Selenium-rich Feed Could Improve Livestock Health

Selenium-rich Feed Could Improve Livestock Health

Selenium-rich Feed Could Improve Livestock Health

Selenium deficiency can be an issue for livestock producers across the Pacific Northwest, especially in coastal areas. After the break, we learn about a development of a longer-lasting selenium supplement for livestock, I’m KayDee Gilkey with Open Range.

Selenium deficiency in sheep and cattle costs livestock producers an estimated $545 million annually in losses and affects livestock in more than 35 states where regions are deficient in the mineral.

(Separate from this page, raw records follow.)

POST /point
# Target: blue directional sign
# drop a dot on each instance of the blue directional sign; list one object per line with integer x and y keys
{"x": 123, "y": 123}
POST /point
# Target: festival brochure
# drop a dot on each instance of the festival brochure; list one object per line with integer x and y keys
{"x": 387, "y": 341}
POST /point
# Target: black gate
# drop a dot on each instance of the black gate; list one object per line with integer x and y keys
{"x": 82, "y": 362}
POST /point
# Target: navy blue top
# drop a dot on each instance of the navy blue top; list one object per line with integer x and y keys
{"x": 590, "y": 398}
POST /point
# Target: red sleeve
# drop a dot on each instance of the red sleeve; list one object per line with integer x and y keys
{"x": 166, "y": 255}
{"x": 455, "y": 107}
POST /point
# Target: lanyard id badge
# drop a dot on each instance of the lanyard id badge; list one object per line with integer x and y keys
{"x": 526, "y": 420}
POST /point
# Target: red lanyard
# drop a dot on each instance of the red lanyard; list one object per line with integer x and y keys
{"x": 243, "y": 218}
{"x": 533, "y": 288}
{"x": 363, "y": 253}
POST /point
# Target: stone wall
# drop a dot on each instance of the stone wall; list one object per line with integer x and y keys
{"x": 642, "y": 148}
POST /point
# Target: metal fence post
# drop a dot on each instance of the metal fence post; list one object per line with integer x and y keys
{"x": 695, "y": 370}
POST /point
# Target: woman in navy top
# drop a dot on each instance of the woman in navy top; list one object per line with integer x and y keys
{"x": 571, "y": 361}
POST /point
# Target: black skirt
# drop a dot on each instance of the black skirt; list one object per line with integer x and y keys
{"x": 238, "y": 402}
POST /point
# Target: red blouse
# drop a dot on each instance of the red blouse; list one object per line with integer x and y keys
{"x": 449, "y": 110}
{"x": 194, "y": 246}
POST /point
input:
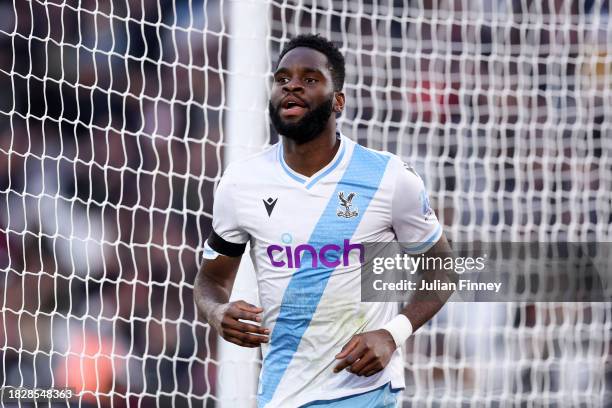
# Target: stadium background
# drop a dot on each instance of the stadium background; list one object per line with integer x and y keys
{"x": 112, "y": 137}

In adequate selenium in sheep reduces conception rates, increases neonatal mortality, and in some instances, causes white muscle disease -- nutritional muscular dystrophy.

Agricultural Research Service Scientist Bret Taylor has been studying the effects of milling coproduct, derived from selenium-rich wheat harvested in South Dakota on ewes and their lambs.

Taylor: “To develop very specific tailor made feed product to feed for a very short periods of time. Like to ewes and lambs when the ewes are lambing, or during early lactation. The ewes can consume this feed and it builds up their selenium status up but also they pass an enormous amount of this selenium on to their nursing young. So it is like killing two birds with one stone. The ewe eats the diet and it really increases the selenium content in both the ewe and the lamb. And they are able to go out and graze selenium-deficient ranges for a long time without needing selenium supplements.”

Taylor says that the preliminary research results are quite promising. In the future, using this feeding strategy should allow livestock producers to eliminate the cost and hassle of delivering selenium supplements to sheep and other livestock in hard-to-reach regions.

I’m KayDee Gilkey with Open Range on the Ag Information Network.